Early diagnosis of bladder cancer through the detection of urinary tyrosine-phosphorylated proteins

• Published in: British journal of cancer Vol. 113; no. 3; pp. 469 - 475
• Main Authors: Khadjavi, A, Mannu, F, Destefanis, P, Sacerdote, C, Battaglia, A, Allasia, M, Fontana, D, Frea, B, Polidoro, S, Fiorito, G, Matullo, G, Pantaleo, A, Notarpietro, A, Prato, M, Castagno, F, Vineis, P, Gontero, P, Giribaldi, G, Turrini, F
• Format: Journal Article
• Language: English
• Published: London Nature Publishing Group UK 28.07.2015; Nature Publishing Group
• Subjects: 692/699/67/1857; 692/699/67/2322; 692/699/67/589/1336; 692/700/139/1420/1919; Adult; Aged; Aged, 80 and over; Biomarkers, Tumor - urine; Biomedical and Life Sciences; Biomedicine; Cancer Research; Case-Control Studies; Cohort Studies; Drug Resistance; Early Detection of Cancer - methods; Epidemiology; Female; Humans; Male; Middle Aged; Molecular Diagnostics; Molecular Medicine; Neoplasm Staging; Oncology; Phosphoproteins - metabolism; Phosphoproteins - urine; Pilot Projects; Protein-Tyrosine Kinases - metabolism; Tyrosine - metabolism; Urinary Bladder Neoplasms - diagnosis; Urinary Bladder Neoplasms - pathology; Urinary Bladder Neoplasms - urine; urinary tumour markers; urinary tyrosine-phosphorylated proteins; diagnostic assay; bladder cancer
• ISSN: 0007-0920; 1532-1827; 1532-1827
• DOI: 10.1038/bjc.2015.232

Background: A noninvasive, highly sensitive and specific urine test is needed for bladder cancer (BC) diagnosis and surveillance in addition to the invasive cystoscopy.

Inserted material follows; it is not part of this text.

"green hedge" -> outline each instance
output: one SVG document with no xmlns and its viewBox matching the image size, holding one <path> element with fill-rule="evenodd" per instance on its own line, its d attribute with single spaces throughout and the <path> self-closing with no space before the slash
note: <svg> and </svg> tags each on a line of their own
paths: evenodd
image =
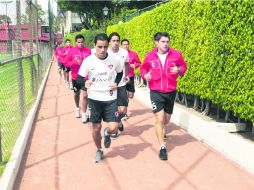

We previously described the diagnostic effectiveness of urinary tyrosine-phosphorylated proteins (UPY) and a new assay (UPY-A) for their measurement in a pilot study. The aim of this work was to evaluate the performances of the UPY-A using an independent cohort of 262 subjects. Methods: Urinary tyrosine-phosphorylated proteins were measured by UPY-A test. The area under ROC curve, cutoff, sensitivity, specificity and predictive values of UPY-A were determined. The association of UPY levels with tumour staging, grading, recurrence and progression risk was analysed by Kruskal–Wallis and Wilcoxon’s test. To test the probability to be a case if positive at the UPY-A, a logistic test adjusted for possible confounding factor was used. Results: Results showed a significant difference of UPY levels between patients with BC vs healthy controls. For the best cutoff value, 261.26 Standard Units (SU), the sensitivity of the assay was 80.43% and the specificity was 78.82%. A statistically significant difference was found in the levels of UPY at different BC stages and grades between Ta and T1 and with different risk of recurrence and progression. A statistically significant increased risk for BC at UPY-A ⩾261.26 SU was observed. Conclusions: The present study supplies important information on the diagnostic characteristics of UPY-A revealing remarkable performances for early stages and allowing its potential use for different applications encompassing the screening of high-risk subjects, primary diagnosis and posttreatment surveillance.